Measurement of the length of the external stem

To investigate whether the length of the external stem of snoRNAs differs for short and long snoRNAs, snoRNAs producing only short forms or only long forms were considered separately. The external stem length was calculated as the number of consecutive canonical base pairs and G–U pairs from the k-turn towards the end of the molecule. The maximum stem length considering a k-turn bulge (see Figure 1A) of two and three residues is reported.

Northern blot

Total RNA was isolated from siRNA-transfected cells grown 48 h using a commercial kit (Qiagen rneasy mini kit). DNase treatment (QIAGEN) was performed. The integrity of the treated RNA was examined using Agilent 2100 Bioanalyzer that calculates the rRNA ratio. Northern blots were performed as described (57) using 15 μg of total RNA and an 8% denaturing polyacrylamide gel. The RNA was visualized by autoradiography using 5′-end-labeled oligonucleotide probes complimentary to the mature sequence of the snoRNA (snR39B: 5′-TGAGTATTCTCTTCATTTCAGGTCA-3′; U31: 5′-CCTTTCAGTCACACATTGATCAGA-3′). The radiolabeled bands were visualized using a Storm 860 scanner (GE Healthcare) and analyzed using the Quantity One software (Bio-Rad).

RESULTS

Many box C/D snoRNAs are overexpressed in ovarian and breast cancer cell lines

To monitor the expression pattern and define the expressed sequence of human snoRNAs without predetermined structural or functional bias, we extracted and sequenced all small RNAs shorter than 200 nt from two immortalized normal fibroblasts (INOF and BJ-Tielf) and two cancer cell lines (ovarian: SKOV3ip1 and breast: MCF7).

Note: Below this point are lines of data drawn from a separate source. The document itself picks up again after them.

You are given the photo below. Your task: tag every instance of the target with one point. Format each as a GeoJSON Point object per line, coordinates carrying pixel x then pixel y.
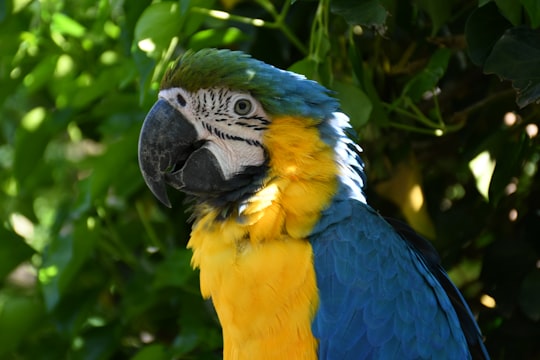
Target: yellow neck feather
{"type": "Point", "coordinates": [257, 266]}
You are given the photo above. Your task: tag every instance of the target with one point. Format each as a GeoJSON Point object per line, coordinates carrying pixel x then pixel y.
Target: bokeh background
{"type": "Point", "coordinates": [442, 94]}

High-throughput paired-end sequencing of the RNA extracted from two biological replicates of each cell line generated between 15 and 24 million read pairs per sample. The read pairs were processed to remove adapters, controlled for quality and aligned to the human genome as detailed in the Materials and Methods section. Across the four cell lines, between 37% and 56% of the reads mapped to snoRNAs (Table 1), while the rest mapped to other small RNA including tRNA and microRNA. As expected, the read distribution and number of read per transcript were very close for the different biological replicates (Table 1) confirming the quality and reproducibility of the sequencing.

Table 1. Sequencing alignment statistics.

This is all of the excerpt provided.